So this week I thought I'd touch on a writing technique that I see in many books, and don't see in many more. The art of telling a story without actually telling is one of the most accomplished artist. By this I mean there are so many books out there where the author tells you what the character is doing, thinking, feeling, eating, driving, how much their handicap at golf is, and so many more things that don't have to be told. In fact, telling can sometimes be a major deterrent in a great story. When you tell absolutely everything about a character, there's less for the reader to imagine, and really, that's what authors are after. I get lost in a story where much of the details are left open to the imagination.
So you say, "Yeah, ok Joe, then how does one tell a story without telling about the characters therein?" It's simple my friends, you show them. When an author shows the reader who a character is the character gains depth. He or she becomes more than words on a page. They become a friend, a mother, a father, the worst enemy you've ever had. By showing, the author has opened the door to a reader's imagination and set them free to interpret their characters however they see fit. Instead of telling a reader, "Jones was a stand up kind of guy with no time for foolishness on the job." he could say, "Jones walked stiffly through the crime scene, his eyes taking in each and every detail that he passed along the way. He nearly growled as he passed the young policemen who were sharing in a joke and laughing out loud. Their snickers died quickly in their throats when Jones stopped and turned back toward them." In the first example the author tells the audience how to interpret Jones and leaves no room for imagination- this is stifling and nothing will stop me from reading a book faster.
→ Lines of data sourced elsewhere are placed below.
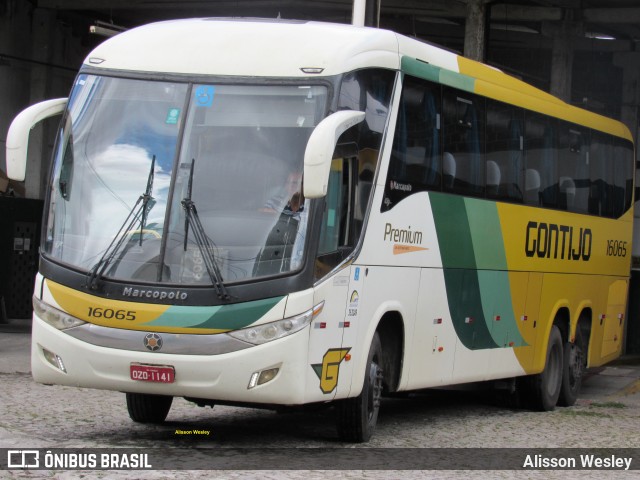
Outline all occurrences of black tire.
[558,326,586,407]
[518,325,564,412]
[126,393,173,423]
[336,332,383,443]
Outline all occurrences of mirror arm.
[303,110,365,198]
[7,98,67,182]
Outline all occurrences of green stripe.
[400,57,476,93]
[145,297,284,330]
[429,193,526,350]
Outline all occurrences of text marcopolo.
[522,455,633,470]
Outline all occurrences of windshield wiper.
[87,155,156,290]
[182,159,230,300]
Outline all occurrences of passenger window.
[486,100,524,202]
[315,157,359,279]
[558,123,590,213]
[382,76,441,211]
[524,112,558,207]
[589,132,614,217]
[442,88,485,196]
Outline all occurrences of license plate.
[130,363,176,383]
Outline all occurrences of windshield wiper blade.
[86,155,156,290]
[182,159,230,300]
[140,155,156,246]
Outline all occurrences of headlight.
[227,302,324,345]
[33,296,87,330]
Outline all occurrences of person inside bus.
[260,172,304,215]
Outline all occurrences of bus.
[7,18,634,442]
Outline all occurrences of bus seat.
[442,152,456,189]
[559,177,576,210]
[487,160,501,197]
[524,168,540,205]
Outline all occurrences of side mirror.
[7,98,67,182]
[303,110,365,198]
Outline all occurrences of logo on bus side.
[311,347,351,393]
[524,221,593,262]
[383,223,429,255]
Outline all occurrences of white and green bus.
[7,18,634,441]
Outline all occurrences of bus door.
[307,156,364,401]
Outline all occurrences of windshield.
[43,75,327,285]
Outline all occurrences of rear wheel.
[337,332,383,442]
[558,326,585,407]
[519,325,563,411]
[126,393,173,423]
In the second example the author lets the reader know sublimely that Jones doesn't mess around but then leaves the door open as to what kind of guy he really is deep down.
I am by no means a master at showing a story rather than telling it, and I catch myself still doing it from time to time. That's really because writing is a marathon and not a sprint, you learn as you go and perfect your stride on the journey. Sol Stein actually touches on this topic in much greater depth within his book Stein on Writing. I highly recommend it to any writer that struggles to show, rather than tell.
Have a great week and I'll see you back here soon!